Quem cuidava disso era dona Marisa, disse o pajé do PT quando Sergio Moro o interrogou sobre o aluguel do imóvel. As evidências disponíveis no processo e Antonio Palocci informam que era a Odebrecht quem resolvida tudo, não a ex-primeira dama. A defesa de Lula levou aos autos um lote de recibos. Ufa! São falsos, declara a força-tarefa de Curitiba. Hummmm!
Tomado pelo hábito de nunca saber de nada do que se passa sob suas barbas, Lula parece guiar-se por uma filosofia própria. Está baseada na seguinte premissa: alguém que veio ao mundo para salvar o Brasil não pode se preocupar com coisas banais como, digamos, um recibo de aluguel.

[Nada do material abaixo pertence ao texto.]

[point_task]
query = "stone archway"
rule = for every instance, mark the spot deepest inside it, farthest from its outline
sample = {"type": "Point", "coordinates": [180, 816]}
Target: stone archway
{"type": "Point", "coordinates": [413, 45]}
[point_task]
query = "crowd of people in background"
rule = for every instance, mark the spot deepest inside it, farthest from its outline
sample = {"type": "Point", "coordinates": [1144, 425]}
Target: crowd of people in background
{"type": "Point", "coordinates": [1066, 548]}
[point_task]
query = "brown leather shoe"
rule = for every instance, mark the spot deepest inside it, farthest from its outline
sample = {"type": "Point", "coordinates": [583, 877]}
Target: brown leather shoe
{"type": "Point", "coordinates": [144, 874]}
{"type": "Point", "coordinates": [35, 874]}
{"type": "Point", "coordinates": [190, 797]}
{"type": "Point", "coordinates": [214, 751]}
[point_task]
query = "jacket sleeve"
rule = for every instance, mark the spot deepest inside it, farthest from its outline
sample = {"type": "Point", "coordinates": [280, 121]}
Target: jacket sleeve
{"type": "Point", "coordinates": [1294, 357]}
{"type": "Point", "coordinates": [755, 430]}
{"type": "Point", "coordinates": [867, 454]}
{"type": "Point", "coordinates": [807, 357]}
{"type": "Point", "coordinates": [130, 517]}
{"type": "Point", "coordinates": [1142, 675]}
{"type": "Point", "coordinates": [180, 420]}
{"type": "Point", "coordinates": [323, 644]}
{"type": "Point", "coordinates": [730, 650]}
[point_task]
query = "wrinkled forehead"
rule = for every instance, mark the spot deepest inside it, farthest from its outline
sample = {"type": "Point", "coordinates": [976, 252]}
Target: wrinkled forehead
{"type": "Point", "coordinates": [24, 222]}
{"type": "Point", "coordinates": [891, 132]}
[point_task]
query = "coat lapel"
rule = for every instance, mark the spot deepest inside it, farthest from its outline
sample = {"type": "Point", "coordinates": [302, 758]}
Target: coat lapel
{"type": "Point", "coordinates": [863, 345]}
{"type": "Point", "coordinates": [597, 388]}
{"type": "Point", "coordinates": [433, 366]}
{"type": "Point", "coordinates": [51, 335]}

Vem daí, talvez, o inconformismo do ex-soberano petista com seus investigadores. Lula enxerga os procuradores como seres insensíveis. É uma gente incapaz de notar que o dinheiro movimentado ao seu redor, venha de onde vier, é mais do que merecido. Ah, até o Palocci diz que roubaram nas sondas da Petrobras? Ora, gruda-se na testa do companheiro a tarja de “traidor”. E toca-se a procissão.
Noutros tempos, o político que roubava mas fazia costumava reclamar para si uma cota de imunidade. Estava entendido que sua obra justificava seus pecados, quando não eram uma decorrência natural deles. Mas a rapina sistemática do país foi levada às fronteiras do paroxismo. A reação tornou-se inevitável.
Colecionador de processos, Lula já foi denunciado nove vezes pela Procuradoria. Seis dessas denúncias viraram ações penais. Numa, o ex-presidemte foi condenado por Moro a nove anos e meio de cadeia. Com uma rotina penal tão inquietante, se Lula não tiver como explicar o pagamento de um aluguel, talvez seja o caso de pensar numa autodelação. Seria mais honesto do que continuar exigindo dos seus devotos que façam o papel de idiotas.